Un secret de Polichinelle vient d’être éventé : les candidats suisses à l’EPFL réussissent moins bien en première année que les étudiants étrangers. Seulement 43% de réussites contre 57% pour les Français et même 61% pour les autres étrangers. Les résidents de la Suisse seraient-ils moins intelligents et (ou) moins motivés ? L’EPFL tente de rassurer en démontrant que si l’on sélectionnait les Suisses comme les étrangers, ils réussiraient aussi bien. C’est l’évidence même, cela ne valait même pas la peine de le dire.
Car effectivement tout titulaire d’une maturité suisse, quelle que soit l’option et quel que soit le résultat, doit selon la loi être accepté à l’EPFL. En revanche celle-ci peut fixer les critères d’amission des étudiants provenant de l’étranger. Il faut un bac scientifique avec une note de 16 en moyenne. Ce barrage a été mis en place pour freiner le flux de candidats étrangers attirés par l’excellente réputation de l’EPFL, probablement avec l’ETHZ la meilleure école d’ingénieurs du continent.
Les conséquences sont évidentes. Mieux un étudiant est préparé, plus il a de chances. On est presque gêné de débiter de telles lapalissades mais apparemment elles n’ont pas pénétré le cerveau des décideurs. On peut ajouter qu’un professeur essaie toujours de viser le niveau moyen de son auditoire. Trop au-dessus il perd les plus faibles, trop en dessous il ennuie les meilleurs.
Et donc ces excellents candidats étrangers représentent une aubaine pour l’institution Sa réussite ne dépend pas seulement de la qualité des professeurs mais aussi des chercheurs qu’elle réussit à recruter et former. Il en est ainsi aux Etats-Unis où les meilleures universités de Californie (Berkeley, Stanford, Caltech) ne recrutent bien évidemment pas leurs étudiants parmi les petits Californiens mais aussi à travers le vaste marché de intelligences de tout le pays et au-delà. Le défi est le même pour l’EPFL. Si le recrutement était limité à la Suisse, sa qualité serait bien moindre. Autre évidence.
Mais pourquoi sélectionner plus sévèrement les étrangers, en dehors de leur afflux ? Ne pourrait-on imaginer un système où tous les candidats sont traités de la même façon pour recruter uniquement les meilleurs sans tenir compte de leur passeport. Le passeport rouge à croix blanche ne garantit pas qu’ils bénéficient d’une illumination du Saint Esprit, qui leur soufflerait les bonnes réponses aux examens.

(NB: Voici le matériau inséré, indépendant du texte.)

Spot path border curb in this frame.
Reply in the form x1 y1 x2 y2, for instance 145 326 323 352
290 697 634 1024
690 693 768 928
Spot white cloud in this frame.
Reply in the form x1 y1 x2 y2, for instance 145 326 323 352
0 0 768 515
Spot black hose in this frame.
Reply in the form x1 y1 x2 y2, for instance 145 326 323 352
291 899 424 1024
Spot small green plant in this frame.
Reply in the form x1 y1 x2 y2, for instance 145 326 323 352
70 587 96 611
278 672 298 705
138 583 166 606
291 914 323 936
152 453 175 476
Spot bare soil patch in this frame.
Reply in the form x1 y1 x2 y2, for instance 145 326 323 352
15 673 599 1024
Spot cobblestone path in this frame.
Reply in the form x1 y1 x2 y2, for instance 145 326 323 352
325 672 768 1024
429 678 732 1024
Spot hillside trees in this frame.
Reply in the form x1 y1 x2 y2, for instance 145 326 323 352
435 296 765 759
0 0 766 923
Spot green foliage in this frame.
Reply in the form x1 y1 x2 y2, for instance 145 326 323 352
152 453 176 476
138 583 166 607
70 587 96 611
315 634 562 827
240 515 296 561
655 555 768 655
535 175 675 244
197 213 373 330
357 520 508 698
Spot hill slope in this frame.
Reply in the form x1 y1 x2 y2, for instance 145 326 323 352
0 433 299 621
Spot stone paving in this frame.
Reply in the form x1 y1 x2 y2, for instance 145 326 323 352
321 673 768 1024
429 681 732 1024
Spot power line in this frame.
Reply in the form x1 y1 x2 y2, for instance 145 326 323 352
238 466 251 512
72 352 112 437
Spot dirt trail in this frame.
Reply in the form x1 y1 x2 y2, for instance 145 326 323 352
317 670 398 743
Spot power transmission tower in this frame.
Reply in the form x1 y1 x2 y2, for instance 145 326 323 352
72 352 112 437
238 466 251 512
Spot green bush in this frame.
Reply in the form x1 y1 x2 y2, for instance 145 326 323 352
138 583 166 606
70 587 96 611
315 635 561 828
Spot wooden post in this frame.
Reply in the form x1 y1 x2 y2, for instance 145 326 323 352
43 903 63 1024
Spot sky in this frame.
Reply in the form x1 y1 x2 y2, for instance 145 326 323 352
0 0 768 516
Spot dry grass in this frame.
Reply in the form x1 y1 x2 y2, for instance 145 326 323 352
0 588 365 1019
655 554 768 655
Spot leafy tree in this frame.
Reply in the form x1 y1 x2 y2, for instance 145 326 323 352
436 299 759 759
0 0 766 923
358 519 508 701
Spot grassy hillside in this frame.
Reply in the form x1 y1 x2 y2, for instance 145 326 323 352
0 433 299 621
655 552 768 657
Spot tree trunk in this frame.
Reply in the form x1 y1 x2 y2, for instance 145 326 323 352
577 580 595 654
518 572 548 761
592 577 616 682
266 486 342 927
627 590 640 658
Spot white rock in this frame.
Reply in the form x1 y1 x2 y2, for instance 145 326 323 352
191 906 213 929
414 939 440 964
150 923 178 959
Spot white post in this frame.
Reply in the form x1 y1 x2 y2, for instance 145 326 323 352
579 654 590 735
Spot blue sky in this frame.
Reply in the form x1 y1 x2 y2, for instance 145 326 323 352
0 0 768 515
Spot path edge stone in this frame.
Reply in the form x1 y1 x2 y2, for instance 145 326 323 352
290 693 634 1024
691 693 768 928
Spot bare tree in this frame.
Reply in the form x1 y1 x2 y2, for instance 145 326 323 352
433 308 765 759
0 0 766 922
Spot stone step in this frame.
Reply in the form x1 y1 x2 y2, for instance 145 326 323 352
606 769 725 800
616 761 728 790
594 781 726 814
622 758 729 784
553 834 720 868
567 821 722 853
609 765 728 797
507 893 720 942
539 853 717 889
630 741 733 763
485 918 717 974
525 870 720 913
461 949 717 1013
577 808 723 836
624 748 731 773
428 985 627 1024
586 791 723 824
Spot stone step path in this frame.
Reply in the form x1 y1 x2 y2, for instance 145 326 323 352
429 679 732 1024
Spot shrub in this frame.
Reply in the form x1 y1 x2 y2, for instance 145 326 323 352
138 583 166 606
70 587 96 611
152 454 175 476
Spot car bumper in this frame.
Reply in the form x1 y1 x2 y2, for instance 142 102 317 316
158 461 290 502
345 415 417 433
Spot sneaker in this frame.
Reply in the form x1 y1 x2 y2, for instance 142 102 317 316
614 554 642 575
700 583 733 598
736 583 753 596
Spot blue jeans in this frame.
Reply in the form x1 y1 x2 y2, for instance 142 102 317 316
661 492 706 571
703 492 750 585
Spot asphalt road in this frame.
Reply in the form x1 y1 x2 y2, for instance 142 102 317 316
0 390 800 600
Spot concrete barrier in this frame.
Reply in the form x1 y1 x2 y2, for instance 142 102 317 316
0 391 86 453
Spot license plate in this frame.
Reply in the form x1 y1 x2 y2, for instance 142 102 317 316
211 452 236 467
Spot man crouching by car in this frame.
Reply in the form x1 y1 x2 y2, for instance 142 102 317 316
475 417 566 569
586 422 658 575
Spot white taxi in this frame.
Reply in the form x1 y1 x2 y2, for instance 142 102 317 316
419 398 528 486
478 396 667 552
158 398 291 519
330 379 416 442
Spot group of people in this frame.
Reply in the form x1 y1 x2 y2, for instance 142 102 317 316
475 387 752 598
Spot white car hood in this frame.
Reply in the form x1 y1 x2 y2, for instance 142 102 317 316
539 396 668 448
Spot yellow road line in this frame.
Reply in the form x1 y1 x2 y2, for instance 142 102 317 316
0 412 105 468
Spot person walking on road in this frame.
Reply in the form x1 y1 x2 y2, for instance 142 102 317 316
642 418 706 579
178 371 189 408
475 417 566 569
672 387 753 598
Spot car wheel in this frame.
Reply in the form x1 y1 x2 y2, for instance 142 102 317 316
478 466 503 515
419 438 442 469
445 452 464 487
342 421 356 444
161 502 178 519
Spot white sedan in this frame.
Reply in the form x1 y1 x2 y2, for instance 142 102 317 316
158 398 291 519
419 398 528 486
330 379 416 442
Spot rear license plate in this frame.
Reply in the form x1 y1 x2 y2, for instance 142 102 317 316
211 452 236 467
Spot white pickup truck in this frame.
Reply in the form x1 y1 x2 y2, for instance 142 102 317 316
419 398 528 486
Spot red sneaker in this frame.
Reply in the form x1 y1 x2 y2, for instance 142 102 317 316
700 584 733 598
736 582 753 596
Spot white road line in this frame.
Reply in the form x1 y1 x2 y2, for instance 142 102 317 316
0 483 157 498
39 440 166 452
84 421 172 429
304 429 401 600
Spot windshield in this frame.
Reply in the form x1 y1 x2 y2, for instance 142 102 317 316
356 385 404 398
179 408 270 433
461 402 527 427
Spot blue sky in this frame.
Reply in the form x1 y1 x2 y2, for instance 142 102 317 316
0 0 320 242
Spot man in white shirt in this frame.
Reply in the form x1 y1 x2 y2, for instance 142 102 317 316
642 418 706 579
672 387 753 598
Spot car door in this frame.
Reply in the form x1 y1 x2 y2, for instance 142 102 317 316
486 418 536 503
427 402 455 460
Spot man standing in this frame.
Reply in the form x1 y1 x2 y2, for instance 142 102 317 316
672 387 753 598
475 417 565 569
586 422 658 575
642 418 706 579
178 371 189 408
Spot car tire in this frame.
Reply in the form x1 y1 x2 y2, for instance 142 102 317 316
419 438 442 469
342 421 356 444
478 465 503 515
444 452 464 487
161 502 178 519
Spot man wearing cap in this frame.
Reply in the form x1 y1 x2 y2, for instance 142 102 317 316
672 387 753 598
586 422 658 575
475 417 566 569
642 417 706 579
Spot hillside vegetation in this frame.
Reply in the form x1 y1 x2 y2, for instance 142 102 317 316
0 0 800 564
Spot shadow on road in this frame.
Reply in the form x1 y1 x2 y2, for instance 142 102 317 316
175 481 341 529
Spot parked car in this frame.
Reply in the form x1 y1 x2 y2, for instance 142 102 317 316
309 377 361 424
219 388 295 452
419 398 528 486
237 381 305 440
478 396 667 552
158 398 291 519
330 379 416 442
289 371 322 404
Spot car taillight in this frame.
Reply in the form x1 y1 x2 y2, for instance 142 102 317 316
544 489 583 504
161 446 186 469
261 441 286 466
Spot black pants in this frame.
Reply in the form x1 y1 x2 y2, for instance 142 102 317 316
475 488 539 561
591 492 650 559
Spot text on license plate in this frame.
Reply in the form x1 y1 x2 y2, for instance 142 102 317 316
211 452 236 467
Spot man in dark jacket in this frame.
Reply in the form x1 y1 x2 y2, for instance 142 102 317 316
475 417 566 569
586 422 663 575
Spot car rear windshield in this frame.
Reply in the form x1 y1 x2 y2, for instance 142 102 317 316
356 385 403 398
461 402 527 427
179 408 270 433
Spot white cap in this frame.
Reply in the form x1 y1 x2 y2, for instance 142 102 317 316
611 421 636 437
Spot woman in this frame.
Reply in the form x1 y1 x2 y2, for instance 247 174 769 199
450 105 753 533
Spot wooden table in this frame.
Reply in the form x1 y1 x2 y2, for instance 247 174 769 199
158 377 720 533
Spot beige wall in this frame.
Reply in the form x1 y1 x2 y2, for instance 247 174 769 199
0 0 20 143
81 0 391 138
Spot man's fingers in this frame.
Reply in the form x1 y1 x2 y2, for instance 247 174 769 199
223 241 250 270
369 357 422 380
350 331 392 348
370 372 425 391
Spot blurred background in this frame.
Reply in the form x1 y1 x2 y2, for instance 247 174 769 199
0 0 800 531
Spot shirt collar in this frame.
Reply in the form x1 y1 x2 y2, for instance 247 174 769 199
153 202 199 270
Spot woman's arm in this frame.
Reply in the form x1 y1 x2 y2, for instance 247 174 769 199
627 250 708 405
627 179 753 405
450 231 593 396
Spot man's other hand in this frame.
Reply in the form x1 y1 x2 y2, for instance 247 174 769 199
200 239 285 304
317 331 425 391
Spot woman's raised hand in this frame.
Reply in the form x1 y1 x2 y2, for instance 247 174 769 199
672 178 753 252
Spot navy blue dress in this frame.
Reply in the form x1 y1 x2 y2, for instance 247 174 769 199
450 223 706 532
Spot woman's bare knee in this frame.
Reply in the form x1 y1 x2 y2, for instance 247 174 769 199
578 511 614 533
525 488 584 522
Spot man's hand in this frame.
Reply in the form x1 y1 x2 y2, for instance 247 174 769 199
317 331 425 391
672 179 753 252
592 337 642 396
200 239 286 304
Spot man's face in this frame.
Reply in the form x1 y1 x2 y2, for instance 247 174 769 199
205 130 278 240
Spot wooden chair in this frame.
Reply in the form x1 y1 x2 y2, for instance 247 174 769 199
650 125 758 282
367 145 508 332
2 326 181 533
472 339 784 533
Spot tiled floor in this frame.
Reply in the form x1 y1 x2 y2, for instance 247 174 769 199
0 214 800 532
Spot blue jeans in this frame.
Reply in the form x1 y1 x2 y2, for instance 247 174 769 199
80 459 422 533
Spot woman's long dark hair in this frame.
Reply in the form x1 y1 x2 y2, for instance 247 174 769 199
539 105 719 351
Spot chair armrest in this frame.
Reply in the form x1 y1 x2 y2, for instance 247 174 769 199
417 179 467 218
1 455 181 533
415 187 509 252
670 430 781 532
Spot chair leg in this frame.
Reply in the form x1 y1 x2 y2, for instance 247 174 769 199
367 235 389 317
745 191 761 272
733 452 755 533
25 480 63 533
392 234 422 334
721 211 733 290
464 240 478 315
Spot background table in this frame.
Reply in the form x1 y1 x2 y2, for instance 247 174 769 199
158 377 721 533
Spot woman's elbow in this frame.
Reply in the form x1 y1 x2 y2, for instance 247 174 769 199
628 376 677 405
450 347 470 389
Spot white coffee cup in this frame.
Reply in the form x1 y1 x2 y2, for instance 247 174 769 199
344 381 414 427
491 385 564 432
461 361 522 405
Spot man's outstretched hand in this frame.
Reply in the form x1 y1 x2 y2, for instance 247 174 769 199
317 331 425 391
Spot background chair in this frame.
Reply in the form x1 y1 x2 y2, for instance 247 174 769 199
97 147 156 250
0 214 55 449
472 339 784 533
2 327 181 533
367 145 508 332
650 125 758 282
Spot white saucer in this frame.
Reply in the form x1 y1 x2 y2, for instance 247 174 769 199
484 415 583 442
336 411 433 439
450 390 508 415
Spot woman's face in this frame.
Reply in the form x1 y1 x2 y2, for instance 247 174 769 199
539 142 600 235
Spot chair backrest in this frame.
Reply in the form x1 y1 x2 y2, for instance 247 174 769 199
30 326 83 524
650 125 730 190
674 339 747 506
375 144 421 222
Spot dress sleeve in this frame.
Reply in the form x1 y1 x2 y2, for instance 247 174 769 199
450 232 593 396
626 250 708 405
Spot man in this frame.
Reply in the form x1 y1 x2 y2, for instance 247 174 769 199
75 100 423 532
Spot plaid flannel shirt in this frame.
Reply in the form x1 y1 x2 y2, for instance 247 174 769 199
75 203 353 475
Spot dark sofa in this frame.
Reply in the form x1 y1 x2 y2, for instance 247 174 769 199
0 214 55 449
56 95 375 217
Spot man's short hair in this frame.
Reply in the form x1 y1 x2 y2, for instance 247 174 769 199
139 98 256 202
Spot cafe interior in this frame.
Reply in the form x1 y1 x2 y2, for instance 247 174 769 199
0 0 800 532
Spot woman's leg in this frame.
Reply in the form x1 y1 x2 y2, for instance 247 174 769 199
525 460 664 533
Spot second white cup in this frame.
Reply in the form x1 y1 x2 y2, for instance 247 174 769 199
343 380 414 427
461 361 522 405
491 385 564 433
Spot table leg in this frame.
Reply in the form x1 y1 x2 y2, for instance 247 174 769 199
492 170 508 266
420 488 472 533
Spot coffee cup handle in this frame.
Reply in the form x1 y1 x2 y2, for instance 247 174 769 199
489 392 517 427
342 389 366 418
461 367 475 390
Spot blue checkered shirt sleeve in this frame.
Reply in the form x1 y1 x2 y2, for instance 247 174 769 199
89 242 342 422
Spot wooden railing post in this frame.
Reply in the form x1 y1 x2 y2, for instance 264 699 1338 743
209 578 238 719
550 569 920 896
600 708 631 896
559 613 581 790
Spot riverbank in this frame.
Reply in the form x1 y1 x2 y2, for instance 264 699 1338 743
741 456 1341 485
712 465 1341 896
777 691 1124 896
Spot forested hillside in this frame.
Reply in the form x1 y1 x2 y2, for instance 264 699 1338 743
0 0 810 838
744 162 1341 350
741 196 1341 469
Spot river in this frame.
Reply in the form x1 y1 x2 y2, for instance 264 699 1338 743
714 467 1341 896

Au contraire, engager des porteurs de maturité mal préparés en mathématiques et physique est un véritable traquenard. Parce qu’ils ont le droit juridique de s’inscrire, on les trompe en laissant croire que cela garantit leur réussite.
On peut ajouter que la Suisse souffre du défaut de 26 systèmes gymnasiaux différents. Le communiqué de l’EPFL ne se risque pas à des comparaisons entre cantons. Mon expérience personnelle est que les candidats du Valais et de Fribourg sortaient de la moyenne. Il serait intéressant de confirmer ou d’infirmer cette impression.
Dans une école d’ingénieurs il n’est pas possible de tricher avec sa formation antérieure. Un certain nombre de matières doivent être maîtrisées à fond. On n’a pas le temps de recommencer leur acquisition. Au-delà de la réussite à l’EPFL, cela pose la question d’une unification des exigences au niveau du gymnase.
Et enfin, pourquoi ne pas faire simple plutôt que compliqué. S’il y avait un examen d’entrée pour tous, le problème n’existerait plus. Au dire de l’EPFL c’est impossible. Pourtant c’est le procédé utilisé par beaucoup d’écoles étrangères.